Taking Back Our Stolen History
Report: Facebook Is The Perfect Technocracy
Report: Facebook Is The Perfect Technocracy

Report: Facebook Is The Perfect Technocracy

Let’s stipulate that Facebook is not a country, that real governments fulfill many more functions, and that people are not citizens of their social networks.

Nonetheless, 900 million human beings do something like live in the blue-and-white virtual space of the world’s largest structured web of people. And those people get into disputes that they expect to be adjudicated. They have this expectation in part because Facebook has long said it wants to create a safe environment for connecting with other people. (How else can you get people to be “more open and connected“?) But people also want someone to be in charge, they want an authority to whom they can appeal if some other person is being a jerk.

Except in this case, the someone really is a corporate person. So when you report something or someone reports something of yours, it is Facebook that makes the decision about what’s been posted, even if we know that somewhere down the line, some human being has to embody the corporate we, if only for long enough to click a button.

Any individual decision made by Facebook’s team — like taking down this photo of a gay couple kissing — is easy to question. Ars Technica’s Ken Fisher detailed a whole bunch of one-off problems that people have encountered with Facebook’s reporting system. In each, there is an aggrieved party, but we’re only hearing one side of the conflict when these problems bubble up. Across many single events, you have two people (or entities like businesses) with conflicting desires. This is a classic case where you need some sort of government.

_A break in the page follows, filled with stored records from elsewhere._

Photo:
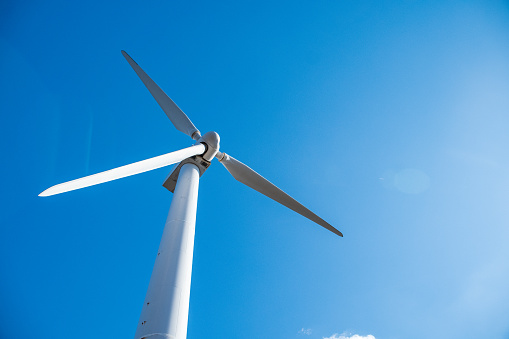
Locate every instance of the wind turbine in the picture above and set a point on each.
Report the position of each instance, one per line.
(165, 309)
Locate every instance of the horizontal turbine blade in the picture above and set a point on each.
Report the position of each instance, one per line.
(249, 177)
(177, 117)
(125, 171)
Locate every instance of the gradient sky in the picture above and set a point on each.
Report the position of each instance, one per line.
(389, 119)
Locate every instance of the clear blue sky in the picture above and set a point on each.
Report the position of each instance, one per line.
(389, 119)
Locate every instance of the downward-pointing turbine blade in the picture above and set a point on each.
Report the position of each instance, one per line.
(177, 117)
(249, 177)
(125, 171)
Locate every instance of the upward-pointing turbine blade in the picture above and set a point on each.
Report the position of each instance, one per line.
(249, 177)
(177, 117)
(125, 171)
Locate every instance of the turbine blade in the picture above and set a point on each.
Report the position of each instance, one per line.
(177, 117)
(125, 171)
(250, 178)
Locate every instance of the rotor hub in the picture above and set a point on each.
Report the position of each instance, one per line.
(211, 141)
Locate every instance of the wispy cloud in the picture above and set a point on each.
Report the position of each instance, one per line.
(346, 336)
(306, 331)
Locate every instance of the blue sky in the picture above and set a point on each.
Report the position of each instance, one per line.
(389, 119)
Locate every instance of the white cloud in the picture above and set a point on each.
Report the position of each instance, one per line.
(345, 336)
(306, 331)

It’s not hard to imagine making one or 20 or even 200 decisions about photographs or status updates in a week, but it’s mindboggling to consider that Facebook has to process 2 million reports per week, and that’s not including simple “mark as spam” messages.

How do you design a system to deal with that workload? I spoke with James Mitchell, who helms what Facebook calls “site integrity” within its user-operations department, and Jud Hoffman, the company’s global policy manager about the reporting process. They are the architects of Facebook’s technocracy.

“The amount of thought and debate that goes into the process of creating and managing these rules is not that different from a legislative and judicial process all rolled up into one,” Hoffman, a lawyer, told me. “And James has the executive/judicial element. I don’t think it is a stretch to think about this in a governance context, but it’s a different form and we take it really, really seriously.”